On another side, we are witnessing a renewal of the liberal ideology. This current asserts itself both in the name of economic efficiency, and for the defence of the individual against the increasingly overwhelming hold of organizations, and as a reaction against the totalitarian tendencies of political powers. Certainly, personal initiative must be maintained and developed. But do not Christians who take this path tend to idealize liberalism in their turn, making it a proclamation in favor of freedom? They would like a new model, more adapted to present-day conditions, while easily forgetting that at the very root of philosophical liberalism is an erroneous affirmation of the autonomy of the individual in his activity, his motivation and the exercise of his liberty.
It is not for nothing that John Paul II wrote in Centesimus Annus that Leo XIII’s Rerum Novarum criticizes two social and economic systems: “socialism and liberalism”.1 The fundamental philosophical axioms of liberal thinkers are hardly a thing apart from their economic thought, and indeed color that thought, just as is the case with any other thinkers.
But there is another reason to object to Gregg’s thesis that a free-market approach to economics is acceptable for Catholics. This is the direct and explicit teaching of the popes, who in their teaching on economic morality have been clear that the libertarian approach to conducting economic activity is not compatible with Catholic teaching, that the economy needs more than the forces of competition as a sufficient regulating principle. One of the clearest statements of this is in the encyclical Quadragesimo Anno of Pius XI, who wrote,
Just as the unity of human society cannot be built upon “class” conflict, so the proper ordering of economic affairs cannot be left to the free play of rugged competition.

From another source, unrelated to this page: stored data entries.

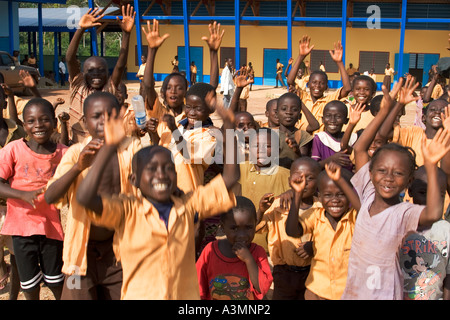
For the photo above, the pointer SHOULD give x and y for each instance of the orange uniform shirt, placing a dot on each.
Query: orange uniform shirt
(159, 262)
(328, 274)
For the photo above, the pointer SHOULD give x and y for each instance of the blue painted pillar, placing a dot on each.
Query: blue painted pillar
(344, 29)
(137, 24)
(10, 26)
(289, 29)
(186, 40)
(402, 40)
(56, 57)
(93, 32)
(41, 40)
(237, 35)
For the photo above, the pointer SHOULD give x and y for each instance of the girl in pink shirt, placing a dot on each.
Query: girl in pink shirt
(35, 226)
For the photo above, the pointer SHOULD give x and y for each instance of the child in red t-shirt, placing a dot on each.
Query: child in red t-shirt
(234, 267)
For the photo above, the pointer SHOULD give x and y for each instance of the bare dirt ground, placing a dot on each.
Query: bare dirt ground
(256, 105)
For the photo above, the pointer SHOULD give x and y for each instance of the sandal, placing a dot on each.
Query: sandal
(4, 279)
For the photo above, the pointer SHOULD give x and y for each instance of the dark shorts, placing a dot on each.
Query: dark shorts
(289, 282)
(103, 279)
(38, 258)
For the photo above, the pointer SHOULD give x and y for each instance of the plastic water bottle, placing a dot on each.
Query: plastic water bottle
(139, 111)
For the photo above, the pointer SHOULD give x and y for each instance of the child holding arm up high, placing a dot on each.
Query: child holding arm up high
(384, 220)
(155, 228)
(315, 100)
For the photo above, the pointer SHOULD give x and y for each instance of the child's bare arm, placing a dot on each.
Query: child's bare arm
(304, 50)
(126, 24)
(337, 55)
(405, 96)
(154, 41)
(293, 226)
(89, 20)
(12, 109)
(244, 254)
(355, 116)
(60, 187)
(363, 143)
(313, 124)
(334, 172)
(28, 81)
(114, 135)
(213, 42)
(433, 153)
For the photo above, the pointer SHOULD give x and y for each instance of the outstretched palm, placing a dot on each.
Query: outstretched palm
(127, 22)
(91, 19)
(304, 46)
(215, 36)
(152, 35)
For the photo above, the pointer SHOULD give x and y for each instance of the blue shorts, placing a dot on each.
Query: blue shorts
(38, 258)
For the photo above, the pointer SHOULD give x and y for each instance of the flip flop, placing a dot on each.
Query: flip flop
(4, 279)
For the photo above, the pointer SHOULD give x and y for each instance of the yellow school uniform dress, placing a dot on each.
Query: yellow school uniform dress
(328, 273)
(254, 184)
(78, 224)
(316, 108)
(281, 246)
(159, 263)
(204, 146)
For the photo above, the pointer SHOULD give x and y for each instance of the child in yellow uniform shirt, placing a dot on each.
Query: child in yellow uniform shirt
(315, 100)
(155, 228)
(331, 227)
(290, 256)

From this source, as from a polluted spring, have proceeded all the errors of the “individualistic” school. This school, forgetful or ignorant of the social and moral aspects of economic activities, regarded these as completely free and immune from any intervention by public authority, for they would have in the market place and in unregulated competition a principle of self-direction more suitable for guiding them than any created intellect which might intervene.2
One could multiply similar statements many times over. Thus it is not the case that the only reason that a Catholic cannot accept libertarian economics is because of the erroneous metaphysical or ethical thinking of a Smith, a Mill or a Mises, but because of a clear conflict between the classical liberal and the Catholic understandings of how an economy ought to be conducted. As Pius XI noted, “the Encyclical Rerum Novarum completely overthrew those tottering tenets of liberalism which had long hampered effective intervention by the government” (Quadragesimo Anno, no. 27). It is not simply a matter of rejecting the more obnoxious aspects of the thought of Adam Smith or Ludwig von Mises, but of the fact that classical Catholic thought, as expressed so often in papal writings, has always been at odds with classical liberal thought, whether this be in metaphysics, in political philosophy or in economic thought. This is and has been the consistent teaching of the Church and just as Catholic social thought is a substantial whole, so is classical liberalism.

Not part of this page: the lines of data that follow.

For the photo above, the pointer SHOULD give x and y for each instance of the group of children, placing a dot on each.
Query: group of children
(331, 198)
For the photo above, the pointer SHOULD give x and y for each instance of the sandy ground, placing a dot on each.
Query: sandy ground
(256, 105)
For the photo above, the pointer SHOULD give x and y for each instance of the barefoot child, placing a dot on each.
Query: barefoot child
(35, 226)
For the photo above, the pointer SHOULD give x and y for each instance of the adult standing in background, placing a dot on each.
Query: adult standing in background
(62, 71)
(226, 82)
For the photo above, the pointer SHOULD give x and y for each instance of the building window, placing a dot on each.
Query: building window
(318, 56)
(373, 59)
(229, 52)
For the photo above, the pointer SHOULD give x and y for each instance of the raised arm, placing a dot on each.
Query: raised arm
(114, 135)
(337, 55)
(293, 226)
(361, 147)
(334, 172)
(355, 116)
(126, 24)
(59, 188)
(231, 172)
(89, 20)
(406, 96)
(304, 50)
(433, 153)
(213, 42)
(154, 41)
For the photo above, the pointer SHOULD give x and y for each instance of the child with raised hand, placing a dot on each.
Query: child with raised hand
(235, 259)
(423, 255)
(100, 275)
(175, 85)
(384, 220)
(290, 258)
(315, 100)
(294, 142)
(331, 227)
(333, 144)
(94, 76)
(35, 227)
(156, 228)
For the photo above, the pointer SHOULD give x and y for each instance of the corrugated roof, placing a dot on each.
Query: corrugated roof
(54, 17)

The interest in social thought and policy by Catholics is a good thing. What is not good, however, and in fact is very sad, is that so many Catholics ignore or explain away the existing body of papal social doctrine, and instead take up one or another of the existing secular doctrines, such as classical liberalism. But just as the loss of Catholic identity has been so harmful to the Church in other areas so is it in this area. Catholics need to regain a sense of the importance of being Catholic and of thinking with the Church. Only in this way is there any hope of a revival of Catholic life and a resurgence of that Catholic spirit which aims at nothing less than a conversion of all peoples along with their cultures to Catholic truth.